A diatonic scale is a collection of 7 notes with specific distances between them. In keeping with the minimalist approach to music theory, and moving from smaller pieces to larger pieces, I prefer to think of a scale as a collection of 7 chords. Each scale position can give us a chord, simply by stacking thirds from that position.

For example, we already know our Major Scale gives us a major triad across positions 1 -> 3 -> 5. But we can do this for each position.

Let’s take a look at the Universal Major Scale Shape. I’ve moved the root to G so the bassists can keep up with the extensions, as well to demonstrate that the root doesn’t change the shapes we’re discussing. What’s true for C Major is true for G Major. Guitarists will of course shift the upper rows as they dip into the top two strings.

The primary scale tones occur across three strings in this shape, however to play each chord in the scale we need to tie in some extensions. Remember that the 9th is the 2nd from the next octave, the 10th is the 3rd, etc.

Chord Positions within a scale:

I Chord1, 3, 5
II Chord2, 4, 6
III Chord3, 5, 7
IV Chord4, 6, 8
V Chord5, 7, 9
VI Chord6, 8, 10
VII Chord7, 9, 11

This shows us we have 7 chords for each scale. 3 major, 3 minor, and 1 diminished (the VII chord). The Pentatonic Scale can be created from what’s left, the “black keys” in the scale, or it can be begun from any position. The Pentatonic version of any scale, is that scale with the tri-tone removed. In Natural Minor, we have the tri-tone at 2 and 6. In the Natural Major scale, we have the tri-tone between 7 and 4. Once we get to modes, experiment with making pentatonic modes by identifying and removing the tri-tone.

The overlap between chords here is also apparent. We see that in any given scale, the III chord contains most of the I chord with the addition of the I chord’s natural 7th. This is also true for II and IV, VI and III, etc. If you were wondering about how “chord substitutions” work, this is one possible avenue. If you play the III chord over the I chord, you get all the benefits of the I7 chord with some added flavor from the different voicings occurring simultaneously.

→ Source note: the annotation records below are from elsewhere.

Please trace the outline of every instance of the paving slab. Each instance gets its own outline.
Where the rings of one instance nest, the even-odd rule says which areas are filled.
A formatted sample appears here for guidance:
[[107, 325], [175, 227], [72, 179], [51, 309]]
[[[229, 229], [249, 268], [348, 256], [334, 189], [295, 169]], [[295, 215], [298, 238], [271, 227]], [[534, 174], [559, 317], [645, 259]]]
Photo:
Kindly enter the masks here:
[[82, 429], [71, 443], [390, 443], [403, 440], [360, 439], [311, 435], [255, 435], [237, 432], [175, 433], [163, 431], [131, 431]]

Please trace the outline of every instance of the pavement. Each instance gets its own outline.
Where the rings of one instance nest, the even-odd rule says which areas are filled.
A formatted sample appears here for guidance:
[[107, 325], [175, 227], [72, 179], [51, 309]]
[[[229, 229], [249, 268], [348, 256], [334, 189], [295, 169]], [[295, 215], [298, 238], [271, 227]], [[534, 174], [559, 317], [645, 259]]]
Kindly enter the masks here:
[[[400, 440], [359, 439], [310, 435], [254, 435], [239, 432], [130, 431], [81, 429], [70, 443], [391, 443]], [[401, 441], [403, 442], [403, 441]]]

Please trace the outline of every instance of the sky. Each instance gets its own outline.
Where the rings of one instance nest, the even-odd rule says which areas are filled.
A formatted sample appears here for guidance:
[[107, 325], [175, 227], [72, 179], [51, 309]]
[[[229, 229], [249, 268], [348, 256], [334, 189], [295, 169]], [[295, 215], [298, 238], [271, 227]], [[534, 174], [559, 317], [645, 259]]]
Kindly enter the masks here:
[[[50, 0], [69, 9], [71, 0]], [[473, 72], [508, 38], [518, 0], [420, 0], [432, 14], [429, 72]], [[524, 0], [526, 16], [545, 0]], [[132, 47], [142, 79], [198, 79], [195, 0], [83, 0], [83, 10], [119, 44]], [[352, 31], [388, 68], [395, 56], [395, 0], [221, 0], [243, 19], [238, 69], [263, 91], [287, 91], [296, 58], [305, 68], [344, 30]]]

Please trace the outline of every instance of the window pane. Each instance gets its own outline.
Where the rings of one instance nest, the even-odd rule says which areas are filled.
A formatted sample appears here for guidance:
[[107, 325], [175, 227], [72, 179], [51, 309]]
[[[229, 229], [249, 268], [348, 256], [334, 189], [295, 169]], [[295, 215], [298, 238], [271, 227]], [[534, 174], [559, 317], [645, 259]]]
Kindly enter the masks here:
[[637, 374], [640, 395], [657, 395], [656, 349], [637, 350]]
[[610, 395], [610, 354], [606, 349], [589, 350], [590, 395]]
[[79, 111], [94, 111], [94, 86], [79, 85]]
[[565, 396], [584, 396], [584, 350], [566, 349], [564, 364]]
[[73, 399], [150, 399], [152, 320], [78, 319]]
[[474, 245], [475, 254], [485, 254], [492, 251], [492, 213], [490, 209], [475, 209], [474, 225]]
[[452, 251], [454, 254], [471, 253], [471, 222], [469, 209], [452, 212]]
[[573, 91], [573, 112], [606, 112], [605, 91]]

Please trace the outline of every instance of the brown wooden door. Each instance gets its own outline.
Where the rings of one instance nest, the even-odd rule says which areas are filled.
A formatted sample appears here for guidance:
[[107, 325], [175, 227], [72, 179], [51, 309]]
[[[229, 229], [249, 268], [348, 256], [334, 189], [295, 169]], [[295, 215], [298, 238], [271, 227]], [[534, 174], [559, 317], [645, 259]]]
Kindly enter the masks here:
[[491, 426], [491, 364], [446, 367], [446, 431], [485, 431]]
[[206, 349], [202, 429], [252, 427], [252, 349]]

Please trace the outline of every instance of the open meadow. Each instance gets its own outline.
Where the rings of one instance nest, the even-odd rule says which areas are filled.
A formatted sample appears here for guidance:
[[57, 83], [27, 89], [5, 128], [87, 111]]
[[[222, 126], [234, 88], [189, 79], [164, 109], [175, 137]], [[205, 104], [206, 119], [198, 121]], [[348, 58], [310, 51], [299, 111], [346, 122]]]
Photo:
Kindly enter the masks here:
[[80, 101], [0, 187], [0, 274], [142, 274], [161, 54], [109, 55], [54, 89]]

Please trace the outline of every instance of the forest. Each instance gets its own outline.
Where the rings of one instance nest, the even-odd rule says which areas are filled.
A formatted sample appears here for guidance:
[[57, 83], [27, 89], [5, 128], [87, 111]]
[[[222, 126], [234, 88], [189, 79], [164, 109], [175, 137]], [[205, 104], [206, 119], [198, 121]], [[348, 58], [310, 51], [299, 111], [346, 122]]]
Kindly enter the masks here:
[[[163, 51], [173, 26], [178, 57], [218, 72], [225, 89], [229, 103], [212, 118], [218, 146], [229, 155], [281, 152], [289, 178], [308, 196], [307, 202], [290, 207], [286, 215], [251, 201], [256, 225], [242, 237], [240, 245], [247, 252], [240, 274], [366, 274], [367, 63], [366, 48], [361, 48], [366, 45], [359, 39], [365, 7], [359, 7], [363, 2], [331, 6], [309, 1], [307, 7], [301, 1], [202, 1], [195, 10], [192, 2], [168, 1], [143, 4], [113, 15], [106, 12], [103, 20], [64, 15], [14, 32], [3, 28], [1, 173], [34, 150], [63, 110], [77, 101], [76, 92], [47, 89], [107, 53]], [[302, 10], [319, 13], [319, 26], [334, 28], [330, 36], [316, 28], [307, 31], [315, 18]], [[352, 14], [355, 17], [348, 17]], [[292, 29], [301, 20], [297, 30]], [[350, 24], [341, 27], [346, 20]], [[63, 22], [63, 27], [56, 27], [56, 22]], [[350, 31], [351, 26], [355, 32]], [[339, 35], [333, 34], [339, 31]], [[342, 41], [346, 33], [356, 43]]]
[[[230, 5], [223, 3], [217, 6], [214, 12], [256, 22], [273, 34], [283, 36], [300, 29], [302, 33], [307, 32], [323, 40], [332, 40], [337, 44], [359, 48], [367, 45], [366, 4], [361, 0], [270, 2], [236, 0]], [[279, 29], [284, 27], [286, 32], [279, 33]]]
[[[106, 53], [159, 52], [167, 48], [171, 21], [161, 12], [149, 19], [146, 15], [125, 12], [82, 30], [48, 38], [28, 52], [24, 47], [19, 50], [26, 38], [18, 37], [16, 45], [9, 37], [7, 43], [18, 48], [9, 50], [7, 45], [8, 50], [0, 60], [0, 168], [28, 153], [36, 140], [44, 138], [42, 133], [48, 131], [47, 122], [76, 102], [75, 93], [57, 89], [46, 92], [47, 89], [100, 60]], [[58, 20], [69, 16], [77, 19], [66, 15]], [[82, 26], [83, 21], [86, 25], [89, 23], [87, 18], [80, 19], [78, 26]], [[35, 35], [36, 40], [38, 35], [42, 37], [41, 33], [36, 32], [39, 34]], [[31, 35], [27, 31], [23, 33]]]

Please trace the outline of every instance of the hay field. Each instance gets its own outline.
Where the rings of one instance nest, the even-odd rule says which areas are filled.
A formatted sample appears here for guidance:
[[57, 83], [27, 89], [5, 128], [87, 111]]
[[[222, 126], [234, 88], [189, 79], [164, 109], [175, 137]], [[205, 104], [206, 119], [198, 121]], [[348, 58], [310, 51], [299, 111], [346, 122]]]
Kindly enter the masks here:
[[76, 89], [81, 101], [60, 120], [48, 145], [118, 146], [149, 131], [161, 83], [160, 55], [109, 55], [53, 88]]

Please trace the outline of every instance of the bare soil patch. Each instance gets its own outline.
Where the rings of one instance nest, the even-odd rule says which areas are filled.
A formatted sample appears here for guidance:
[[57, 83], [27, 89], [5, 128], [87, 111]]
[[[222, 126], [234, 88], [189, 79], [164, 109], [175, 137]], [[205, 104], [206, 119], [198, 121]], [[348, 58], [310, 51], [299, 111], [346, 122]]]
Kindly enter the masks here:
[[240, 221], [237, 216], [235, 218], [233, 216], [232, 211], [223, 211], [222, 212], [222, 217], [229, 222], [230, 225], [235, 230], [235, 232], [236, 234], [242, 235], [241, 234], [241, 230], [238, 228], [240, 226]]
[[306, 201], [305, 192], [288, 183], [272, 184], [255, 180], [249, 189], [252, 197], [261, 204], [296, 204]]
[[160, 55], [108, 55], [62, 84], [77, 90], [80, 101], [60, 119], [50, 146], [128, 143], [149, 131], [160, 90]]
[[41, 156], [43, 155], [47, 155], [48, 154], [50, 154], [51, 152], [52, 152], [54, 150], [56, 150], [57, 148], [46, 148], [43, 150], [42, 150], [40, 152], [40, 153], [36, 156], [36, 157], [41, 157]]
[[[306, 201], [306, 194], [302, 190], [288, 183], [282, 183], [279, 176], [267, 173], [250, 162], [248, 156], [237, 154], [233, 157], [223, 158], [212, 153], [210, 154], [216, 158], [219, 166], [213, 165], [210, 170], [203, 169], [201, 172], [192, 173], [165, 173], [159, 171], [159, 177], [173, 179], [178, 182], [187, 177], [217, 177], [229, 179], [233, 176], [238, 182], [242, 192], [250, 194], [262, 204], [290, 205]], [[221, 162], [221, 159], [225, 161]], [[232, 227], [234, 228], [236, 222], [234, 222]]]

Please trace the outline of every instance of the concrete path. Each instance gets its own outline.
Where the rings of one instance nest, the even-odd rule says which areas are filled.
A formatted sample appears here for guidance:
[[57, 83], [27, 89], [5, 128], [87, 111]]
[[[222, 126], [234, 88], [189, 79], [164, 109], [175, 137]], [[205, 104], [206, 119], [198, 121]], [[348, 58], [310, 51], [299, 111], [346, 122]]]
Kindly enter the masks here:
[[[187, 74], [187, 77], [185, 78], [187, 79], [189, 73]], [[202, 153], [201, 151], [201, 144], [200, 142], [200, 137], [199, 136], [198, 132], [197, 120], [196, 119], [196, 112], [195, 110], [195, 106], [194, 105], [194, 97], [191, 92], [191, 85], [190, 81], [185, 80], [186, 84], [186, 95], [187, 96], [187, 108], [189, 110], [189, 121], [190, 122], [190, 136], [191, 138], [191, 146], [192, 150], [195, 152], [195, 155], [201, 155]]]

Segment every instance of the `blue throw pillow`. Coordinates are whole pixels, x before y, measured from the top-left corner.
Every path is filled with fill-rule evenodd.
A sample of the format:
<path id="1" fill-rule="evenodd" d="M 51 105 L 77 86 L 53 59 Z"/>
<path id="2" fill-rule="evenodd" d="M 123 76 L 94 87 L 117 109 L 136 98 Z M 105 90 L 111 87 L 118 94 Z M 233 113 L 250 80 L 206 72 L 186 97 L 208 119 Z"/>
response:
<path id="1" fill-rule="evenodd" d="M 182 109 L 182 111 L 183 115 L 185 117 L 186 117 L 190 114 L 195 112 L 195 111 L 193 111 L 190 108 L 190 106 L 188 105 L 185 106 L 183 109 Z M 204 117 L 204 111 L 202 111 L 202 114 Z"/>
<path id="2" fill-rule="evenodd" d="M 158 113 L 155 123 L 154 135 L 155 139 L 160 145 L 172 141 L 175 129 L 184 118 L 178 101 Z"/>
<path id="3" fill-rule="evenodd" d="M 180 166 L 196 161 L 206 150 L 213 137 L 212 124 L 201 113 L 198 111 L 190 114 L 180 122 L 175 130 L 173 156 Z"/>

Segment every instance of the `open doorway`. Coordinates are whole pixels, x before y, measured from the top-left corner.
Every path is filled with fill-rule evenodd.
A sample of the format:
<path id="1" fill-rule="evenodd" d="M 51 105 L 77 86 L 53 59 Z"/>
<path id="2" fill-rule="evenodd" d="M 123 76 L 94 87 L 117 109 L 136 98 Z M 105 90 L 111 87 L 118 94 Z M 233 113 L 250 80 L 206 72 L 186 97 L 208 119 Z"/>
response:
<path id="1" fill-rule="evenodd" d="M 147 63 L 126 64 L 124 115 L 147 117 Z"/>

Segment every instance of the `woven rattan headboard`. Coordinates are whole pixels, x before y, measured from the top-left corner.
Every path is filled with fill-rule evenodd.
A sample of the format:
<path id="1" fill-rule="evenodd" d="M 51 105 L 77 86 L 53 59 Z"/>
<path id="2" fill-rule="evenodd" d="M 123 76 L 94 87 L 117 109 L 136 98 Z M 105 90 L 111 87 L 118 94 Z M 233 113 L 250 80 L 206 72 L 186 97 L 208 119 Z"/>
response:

Continue experimenting with these Scale Chords, and how they overlap and intermingle with each other. When we begin discussing Chord Progressions, and we discuss the I IV V progression, we’re describing these exact chord positions from a given scale.

Let’s take a look at the Natural Minor Scale with it’s extensions as well.

None of the math changes here, we still want 1, 3, 5 for the Primary Triad, which will be Minor in this case. Many people will try to navigate this entire scale when presented with a G Minor Chord, however by understanding the nature of the Scale Chords we can focus our efforts on perhaps the I, III, and VI chords within the scale when we want to avoid unnecessary color tones, but also don’t want to be locked into just 1, 3, and 5.

Every mode of the Ionian Major scale will consist of these chords, just in different orders. For example, in Major, we see that I, IV, and V are all Major Chords. In Minor, I IV and V are all Minor. However, in Dorian, I and V are Minor while IV is Major. We haven’t altered any pitches from the relative Major or the relative Minor, but we’ve dramatically changed how progressions will sound.

The Harmonic Minor scale is built from the Minor Scale, but has a Major 7th instead of a Minor 7th. The Melodic Minor Scale is the same as the Harmonic Minor Scale, but we now swap in a Major 6th instead of the Minor 6th as well. You may see people refer to “ascending” and “descending” versions of Melodic and Harmonic Minor. This is because the top half of the scale now looks Major, so some people prefer to hop back into Natural Minor when ascending these scales to provide that minor tonality.

The Harmonic Minor and Melodic Minor scales are where we see our first naturally occurring Augmented Chord ( 1 3 5# ) in the III Chord position. In this case, the scale positions being ( 3, 5, 7 ), or the Minor 3rd, The Perfect 5th, and the Major 7th from our root.

Guitar and Bass Practice

As SOON as you’re comfortable with the 3 string Universal Scale Shape, begin practicing this same scale across 2 strings, 4 tones per string. Keep track of good anchor points here, learn where the 5th and Octave is on different strings so you can keep yourself from getting locked into a single position on the fretboard.